Species distribution modelling


The problem of modelling the geographic distribution of a given animal or plant species has received much attention recently. This is a critical problem in conservation biology because one needs to know where a given species prefers to live and what its requirements are before conservation action can be taken. The data available typically consists of a list of occurrences, i.e. a set of geographic coordinates for locations where the species has been observed. In addition, we have access to data on environmental variables, such as climate, elevation, land uses, etc., which have been measured or estimated across the region of interest. The goal is to predict which areas within the region satisfy the requirements of the species and thus form part of its potential distribution. The potential distribution describes where conditions are suitable for survival of the species. The actual, or realised distribution, is often somewhat smaller than the potential distribution either because the species cannot reach all the areas that could potentially support it (e.g. because of some barrier to dispersal) or because it is has been eliminated from some areas by human exploitation, pollution, competition with other species, etc.

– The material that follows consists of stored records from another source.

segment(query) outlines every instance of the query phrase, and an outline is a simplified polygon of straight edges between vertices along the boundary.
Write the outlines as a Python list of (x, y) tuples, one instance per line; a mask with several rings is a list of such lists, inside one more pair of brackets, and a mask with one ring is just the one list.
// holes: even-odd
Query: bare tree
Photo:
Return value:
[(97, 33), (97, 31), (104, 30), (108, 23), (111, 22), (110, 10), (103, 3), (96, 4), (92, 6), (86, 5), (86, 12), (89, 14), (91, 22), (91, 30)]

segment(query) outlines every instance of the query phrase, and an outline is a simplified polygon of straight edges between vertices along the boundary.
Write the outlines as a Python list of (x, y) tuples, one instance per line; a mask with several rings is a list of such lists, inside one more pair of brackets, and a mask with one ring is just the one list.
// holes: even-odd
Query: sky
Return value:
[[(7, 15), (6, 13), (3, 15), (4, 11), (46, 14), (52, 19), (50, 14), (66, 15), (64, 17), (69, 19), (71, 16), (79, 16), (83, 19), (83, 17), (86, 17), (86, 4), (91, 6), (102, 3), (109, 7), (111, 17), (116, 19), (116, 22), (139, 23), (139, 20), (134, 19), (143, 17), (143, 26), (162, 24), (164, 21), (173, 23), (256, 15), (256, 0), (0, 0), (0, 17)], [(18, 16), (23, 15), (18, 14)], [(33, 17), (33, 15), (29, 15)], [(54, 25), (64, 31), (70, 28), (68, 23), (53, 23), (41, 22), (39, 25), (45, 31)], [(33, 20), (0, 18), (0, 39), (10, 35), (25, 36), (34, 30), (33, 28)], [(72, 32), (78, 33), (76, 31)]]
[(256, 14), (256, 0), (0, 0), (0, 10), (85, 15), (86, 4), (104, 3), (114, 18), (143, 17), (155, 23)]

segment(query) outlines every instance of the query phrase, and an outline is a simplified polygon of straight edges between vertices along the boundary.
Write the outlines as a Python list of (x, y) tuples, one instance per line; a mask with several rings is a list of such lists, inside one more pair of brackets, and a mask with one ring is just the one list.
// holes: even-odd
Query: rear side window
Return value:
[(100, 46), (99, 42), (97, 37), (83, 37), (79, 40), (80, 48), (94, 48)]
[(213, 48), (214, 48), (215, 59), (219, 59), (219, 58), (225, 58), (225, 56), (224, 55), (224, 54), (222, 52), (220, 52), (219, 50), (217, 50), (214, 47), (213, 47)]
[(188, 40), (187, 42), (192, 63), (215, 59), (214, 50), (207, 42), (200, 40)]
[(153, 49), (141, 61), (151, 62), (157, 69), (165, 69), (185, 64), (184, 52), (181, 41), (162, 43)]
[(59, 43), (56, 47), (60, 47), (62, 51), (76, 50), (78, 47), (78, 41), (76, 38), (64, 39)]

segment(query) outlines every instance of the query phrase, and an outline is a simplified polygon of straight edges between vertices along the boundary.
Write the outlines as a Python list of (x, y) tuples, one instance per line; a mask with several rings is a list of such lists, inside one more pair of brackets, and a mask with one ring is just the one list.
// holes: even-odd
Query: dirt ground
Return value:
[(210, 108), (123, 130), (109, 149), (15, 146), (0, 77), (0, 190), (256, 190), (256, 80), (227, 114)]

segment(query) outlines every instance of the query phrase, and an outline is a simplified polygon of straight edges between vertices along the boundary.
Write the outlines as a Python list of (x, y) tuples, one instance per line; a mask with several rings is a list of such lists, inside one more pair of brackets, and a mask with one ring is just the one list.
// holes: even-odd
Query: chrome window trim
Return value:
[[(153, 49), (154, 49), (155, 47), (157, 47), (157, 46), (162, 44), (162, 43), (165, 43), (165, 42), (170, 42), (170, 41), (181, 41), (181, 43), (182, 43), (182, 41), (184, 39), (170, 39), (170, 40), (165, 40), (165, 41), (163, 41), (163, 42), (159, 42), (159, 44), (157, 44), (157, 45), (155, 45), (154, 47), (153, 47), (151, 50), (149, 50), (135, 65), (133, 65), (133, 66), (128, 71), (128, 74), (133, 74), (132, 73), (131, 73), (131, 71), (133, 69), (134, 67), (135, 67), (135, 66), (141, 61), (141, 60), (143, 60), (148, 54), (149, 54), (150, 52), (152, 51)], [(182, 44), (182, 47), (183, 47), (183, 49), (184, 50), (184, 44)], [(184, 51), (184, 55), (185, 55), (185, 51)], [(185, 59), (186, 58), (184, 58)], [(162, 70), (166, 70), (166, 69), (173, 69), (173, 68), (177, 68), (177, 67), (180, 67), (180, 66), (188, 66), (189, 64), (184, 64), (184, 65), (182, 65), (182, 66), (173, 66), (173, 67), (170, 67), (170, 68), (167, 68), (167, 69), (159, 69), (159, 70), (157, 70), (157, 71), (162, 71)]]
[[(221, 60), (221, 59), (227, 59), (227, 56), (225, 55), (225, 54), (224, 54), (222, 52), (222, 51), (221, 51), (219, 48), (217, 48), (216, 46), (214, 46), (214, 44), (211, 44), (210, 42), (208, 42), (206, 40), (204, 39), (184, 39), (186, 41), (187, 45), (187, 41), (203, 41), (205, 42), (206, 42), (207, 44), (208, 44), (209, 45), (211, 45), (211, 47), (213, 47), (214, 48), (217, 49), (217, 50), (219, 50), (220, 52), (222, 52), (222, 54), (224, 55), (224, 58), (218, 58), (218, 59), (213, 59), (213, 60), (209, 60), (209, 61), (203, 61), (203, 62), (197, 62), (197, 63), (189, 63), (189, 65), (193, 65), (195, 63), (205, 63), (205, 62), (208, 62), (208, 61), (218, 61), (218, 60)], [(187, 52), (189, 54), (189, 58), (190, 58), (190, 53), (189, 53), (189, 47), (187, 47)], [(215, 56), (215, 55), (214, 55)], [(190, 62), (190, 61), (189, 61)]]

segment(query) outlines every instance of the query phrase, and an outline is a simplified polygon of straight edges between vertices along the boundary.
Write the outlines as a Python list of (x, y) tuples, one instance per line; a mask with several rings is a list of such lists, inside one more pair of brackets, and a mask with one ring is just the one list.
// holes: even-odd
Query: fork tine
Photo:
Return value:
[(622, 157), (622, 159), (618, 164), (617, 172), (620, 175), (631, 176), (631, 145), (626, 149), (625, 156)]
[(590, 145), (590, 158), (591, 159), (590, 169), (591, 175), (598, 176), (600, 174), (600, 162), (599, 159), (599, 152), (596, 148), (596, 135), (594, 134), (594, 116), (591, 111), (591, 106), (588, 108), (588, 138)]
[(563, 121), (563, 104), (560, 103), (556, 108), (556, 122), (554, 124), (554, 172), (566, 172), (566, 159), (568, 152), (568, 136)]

Natural history museum and herbarium collections and field observations from volunteers (collated by National Recording Schemes and Local Record Centres) provide a rich source of such occurrences. In the UK, his type of data is becoming increasingly accessible via the National Biodiversity Network. However, there is typically little or no information about the failure to observe the species at any given location and many locations have not been surveyed. Consequently it is usually the case that only presence data is available to indicate the occurrence of the species. In addition, for many species in more obscure groups (e.g. many lower plants and invertebrates), even this data is quite sparse.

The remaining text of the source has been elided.